Truss seems to have no conception of this truth. She may once, long ago, have dallied with student environmental activism; but she now inhabits an airless realm of neoliberal think tanks and free-market economists, for whom any constraints on unbridled economic growth are an annoyance to be done away with. Truss’s Britain is now the laboratory of the Tufton Street mafia, the plaything of dead-eyed economists who think nothing of crashing the pound and destroying whole industries, to say nothing of wiping out the living world. Matthew Sinclair, the PM’s chief economic advisor and former head of the TaxPayers’ Alliance, once wrote blithely that “equatorial regions might suffer” from the effects of climate change, “but it is entirely possible that this will be balanced out by areas like Greenland, which might become green again.” Yet this anti-environmentalist mutation of Conservatism has no electoral constituency in Britain.

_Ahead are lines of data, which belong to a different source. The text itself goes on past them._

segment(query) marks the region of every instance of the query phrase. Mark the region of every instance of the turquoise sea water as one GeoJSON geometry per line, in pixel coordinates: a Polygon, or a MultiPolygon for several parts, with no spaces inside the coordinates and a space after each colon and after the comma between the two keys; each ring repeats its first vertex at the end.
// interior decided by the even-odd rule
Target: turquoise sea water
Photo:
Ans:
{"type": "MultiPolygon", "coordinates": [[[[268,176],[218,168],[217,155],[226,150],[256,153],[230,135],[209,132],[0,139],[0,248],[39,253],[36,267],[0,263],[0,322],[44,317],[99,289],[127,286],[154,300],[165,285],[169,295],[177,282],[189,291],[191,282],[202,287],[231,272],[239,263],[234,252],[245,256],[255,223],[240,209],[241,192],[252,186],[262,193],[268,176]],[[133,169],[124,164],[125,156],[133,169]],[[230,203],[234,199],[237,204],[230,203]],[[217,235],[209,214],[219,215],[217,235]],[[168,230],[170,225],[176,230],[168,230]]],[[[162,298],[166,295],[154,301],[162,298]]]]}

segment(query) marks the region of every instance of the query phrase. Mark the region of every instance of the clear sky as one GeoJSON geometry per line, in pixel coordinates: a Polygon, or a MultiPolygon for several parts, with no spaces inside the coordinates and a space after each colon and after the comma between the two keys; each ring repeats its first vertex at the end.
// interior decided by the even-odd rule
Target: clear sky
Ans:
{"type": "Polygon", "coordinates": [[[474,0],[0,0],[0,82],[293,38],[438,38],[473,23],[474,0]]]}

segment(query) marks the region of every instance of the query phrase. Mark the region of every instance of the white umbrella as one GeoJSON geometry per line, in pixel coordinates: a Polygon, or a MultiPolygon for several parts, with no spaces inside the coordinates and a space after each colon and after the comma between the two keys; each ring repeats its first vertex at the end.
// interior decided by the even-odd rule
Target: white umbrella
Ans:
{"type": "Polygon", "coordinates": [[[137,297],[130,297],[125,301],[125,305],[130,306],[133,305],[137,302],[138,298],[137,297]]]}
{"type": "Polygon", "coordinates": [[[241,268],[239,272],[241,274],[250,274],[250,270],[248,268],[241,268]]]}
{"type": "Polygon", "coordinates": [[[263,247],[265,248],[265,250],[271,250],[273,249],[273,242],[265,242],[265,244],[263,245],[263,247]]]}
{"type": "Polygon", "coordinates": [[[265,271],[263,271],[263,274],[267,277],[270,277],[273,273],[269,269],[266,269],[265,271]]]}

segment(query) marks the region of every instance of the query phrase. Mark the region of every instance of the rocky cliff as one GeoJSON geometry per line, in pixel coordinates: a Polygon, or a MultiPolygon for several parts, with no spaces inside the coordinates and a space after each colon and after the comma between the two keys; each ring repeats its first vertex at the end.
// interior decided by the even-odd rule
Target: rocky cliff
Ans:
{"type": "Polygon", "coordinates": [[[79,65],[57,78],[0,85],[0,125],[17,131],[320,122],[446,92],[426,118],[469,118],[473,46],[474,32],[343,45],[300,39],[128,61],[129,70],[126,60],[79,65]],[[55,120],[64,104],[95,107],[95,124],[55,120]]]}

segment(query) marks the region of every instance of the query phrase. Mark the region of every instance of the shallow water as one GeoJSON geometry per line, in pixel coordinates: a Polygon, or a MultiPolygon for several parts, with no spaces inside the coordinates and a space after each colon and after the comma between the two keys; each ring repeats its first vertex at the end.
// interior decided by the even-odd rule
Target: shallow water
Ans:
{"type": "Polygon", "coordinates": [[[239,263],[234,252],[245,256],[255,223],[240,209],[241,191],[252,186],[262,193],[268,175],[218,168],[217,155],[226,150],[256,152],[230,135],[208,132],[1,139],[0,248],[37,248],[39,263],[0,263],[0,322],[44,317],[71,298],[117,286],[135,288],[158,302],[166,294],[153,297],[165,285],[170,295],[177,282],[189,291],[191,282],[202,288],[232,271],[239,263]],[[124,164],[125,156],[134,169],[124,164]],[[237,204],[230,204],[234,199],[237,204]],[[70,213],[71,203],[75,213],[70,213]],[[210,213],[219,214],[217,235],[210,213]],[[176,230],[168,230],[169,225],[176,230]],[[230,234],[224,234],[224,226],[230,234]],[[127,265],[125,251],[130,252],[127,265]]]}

If Liz Truss wants to discover instead the conservatism that epitomises Middle England, she should look to Middle Earth. Truss attended Merton College in Oxford, where the author J.R.R. Tolkien taught in the 1940s. Though Tolkien’s epics, The Hobbit and The Lord of the Rings, were primarily works of fantasy, they also encapsulated his ‘green Tory’ worldview. To Tolkien, an arch-conservative who venerated trees and hated industrial capitalism, his heroic hobbits represented Edmund Burke’s ‘little platoons’ – everyday folk standing up to defend their bucolic home of the Shire. When the hobbits Merry and Pippin foresee the destruction of the Shire by the “fires of industry” unleashed by the evil wizard Saruman, they join forces with the Ents – animated trees symbolising the forces of nature – to overthrow him. Nostalgic and idealised though Tolkien’s fantasies may have been, they have also proven enormously and enduringly popular with the British public. “This is Tolkien’s world,” argues conservative historian Dominic Sandbrook: “He remains a guide for our time”.
In picking a fight with Britain’s nature conservation groups, whose millions of members contain plenty of ‘Shire Tories’, Liz Truss has unwittingly cast herself as Saruman, her only supporters a rabble of neoliberal Orcs. The forthcoming battle for Middle England’s green and pleasant land will resemble Tolkien’s battle for Middle Earth: and we all know how that turned out.